Steven has a wife — Anna (played by Nicole Kidman) — and two kids — a boy, Bob (played by Sunny Suljic), and a girl, Kim (played by Raffey Cassidy) — but it is the influence of another youth that comes to define the plot. Martin (played by Barry Keoghan) is a particularly clingy teenager that Steven has taken under his wing, so to speak, after Martin’s father died on Steven’s operating table.

But when Steven’s relationship with Martin and his mother isn’t quite as impassioned as Martin would like it to be, the teenager’s want for revenge and justice reveals itself. Following the logic of the law of retaliation, Martin presents Steven with an ultimatum of disturbing proportions that I refuse to directly ‘spell out’ in a review.

I find that The Killing of a Sacred Deer is very much in the vein of Michael Haneke’s Funny Games, but it includes a distinctly Kubrickian sense for shot composition and framing that reminded me very much of Kubrick’s adaptation of Stephen King’s The Shining.

I was also struck by a surprisingly successful combination of tones. This is at once a darkly or bizarrely amusing, but deeply unsettling psychological horror film. The shifts in tone are almost always seamlessly executed, which is a huge compliment to Lanthimos.

Although seemingly set in the real world, the film contains several key signifiers of a certain otherworldliness. The characters’ dialogue is markedly mundane and yet jarringly bizarre, and the central premise of the film is reliant on somewhat of a leap of faith as no sharply defined explanation is really given for how Martin goes about exacting his revenge.

As the Murphy-family’s sense of safety starts to break down, the ways in which they react to a sudden and seemingly inevitable change of fate becomes a prominent theme. Disbelief becomes deep sorrow, hurt individuals become scheming and manipulating creatures that seem to only exist to torture an indecisive central character that may be more comfortable seeking advice from those uninvolved with the drama surrounding the Murphy family and a vindictive outside force.

Colin Farrell — who, of course, had previously worked with Lanthimos on the successful dark comedy The Lobster — and Nicole Kidman give fine performances, but they are both overpowered by a young actor who seems to be making quite a name for himself with two impressive feature films this year.

Barry Keoghan is the shining star of The Killing of a Sacred Deer. Although Keoghan did appear in Christopher Nolan’s war movie masterpiece Dunkirk, it is his performance as Martin in Lanthimos’ horror film that may prove to be the true breakthrough for the talented young Irish actor.

I saw his character as less of a symbol of evil, and more as a young man coping with loss. He, essentially, becomes a vindictive trickster in response to what he presumes to be negligent behavior on Steven’s part. Steven and his family, on the other hand, can be taken to represent how even the wealthiest can be vulnerable to the crippling, cold, and cruel world present in Lanthimos’ stories.

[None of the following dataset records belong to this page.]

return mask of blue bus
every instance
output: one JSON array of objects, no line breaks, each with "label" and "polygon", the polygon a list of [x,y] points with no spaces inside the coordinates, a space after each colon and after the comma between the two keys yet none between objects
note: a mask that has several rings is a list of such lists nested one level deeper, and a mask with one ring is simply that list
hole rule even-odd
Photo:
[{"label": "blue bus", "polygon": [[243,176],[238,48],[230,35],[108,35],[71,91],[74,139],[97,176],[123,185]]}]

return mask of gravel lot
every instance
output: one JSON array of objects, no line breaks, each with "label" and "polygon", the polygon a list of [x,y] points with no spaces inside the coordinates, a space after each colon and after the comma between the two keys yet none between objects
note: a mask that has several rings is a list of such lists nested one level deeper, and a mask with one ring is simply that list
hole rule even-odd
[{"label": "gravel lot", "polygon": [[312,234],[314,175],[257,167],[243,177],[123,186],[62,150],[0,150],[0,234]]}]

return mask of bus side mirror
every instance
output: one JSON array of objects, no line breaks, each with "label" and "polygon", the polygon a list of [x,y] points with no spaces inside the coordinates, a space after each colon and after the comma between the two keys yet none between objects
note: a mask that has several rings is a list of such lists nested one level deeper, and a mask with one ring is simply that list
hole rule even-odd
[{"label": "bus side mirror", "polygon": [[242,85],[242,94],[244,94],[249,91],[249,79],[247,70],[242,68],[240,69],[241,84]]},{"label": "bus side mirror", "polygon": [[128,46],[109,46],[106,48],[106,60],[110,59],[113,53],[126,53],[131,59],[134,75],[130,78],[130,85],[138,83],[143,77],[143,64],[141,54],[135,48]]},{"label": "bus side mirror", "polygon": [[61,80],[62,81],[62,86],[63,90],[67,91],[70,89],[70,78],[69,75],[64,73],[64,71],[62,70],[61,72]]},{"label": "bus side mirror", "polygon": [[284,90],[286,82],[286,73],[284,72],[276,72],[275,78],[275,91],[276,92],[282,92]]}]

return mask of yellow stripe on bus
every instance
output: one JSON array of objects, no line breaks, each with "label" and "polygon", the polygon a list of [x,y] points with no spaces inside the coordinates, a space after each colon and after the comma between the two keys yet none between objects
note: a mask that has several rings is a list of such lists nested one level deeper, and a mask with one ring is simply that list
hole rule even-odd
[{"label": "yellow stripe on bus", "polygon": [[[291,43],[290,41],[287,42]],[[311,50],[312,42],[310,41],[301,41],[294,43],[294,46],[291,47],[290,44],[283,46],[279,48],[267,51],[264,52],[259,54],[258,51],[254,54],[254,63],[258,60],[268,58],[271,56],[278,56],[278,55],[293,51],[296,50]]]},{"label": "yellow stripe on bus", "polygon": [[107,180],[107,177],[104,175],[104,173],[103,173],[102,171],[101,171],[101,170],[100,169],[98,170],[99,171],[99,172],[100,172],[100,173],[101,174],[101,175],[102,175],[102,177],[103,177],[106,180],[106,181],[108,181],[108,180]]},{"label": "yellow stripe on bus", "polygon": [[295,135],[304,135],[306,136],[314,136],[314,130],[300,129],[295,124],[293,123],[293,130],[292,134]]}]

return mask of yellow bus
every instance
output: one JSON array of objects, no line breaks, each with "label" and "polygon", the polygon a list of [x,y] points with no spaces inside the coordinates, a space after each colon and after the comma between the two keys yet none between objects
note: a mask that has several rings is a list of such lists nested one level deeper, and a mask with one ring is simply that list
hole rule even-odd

However, I think it could have been improved by maybe leaving ten-to-fifteen minutes of the final product on the cutting room floor — I don’t think it is as streamlined as it could be — but, honestly, the film never bored me. I think The Killing of a Sacred Deer is another successful Yorgos Lanthimos film that deals with distinctly bleak themes, but the thematic gray cloud doesn’t ever overshadow the sense of unease that permeates the feature film.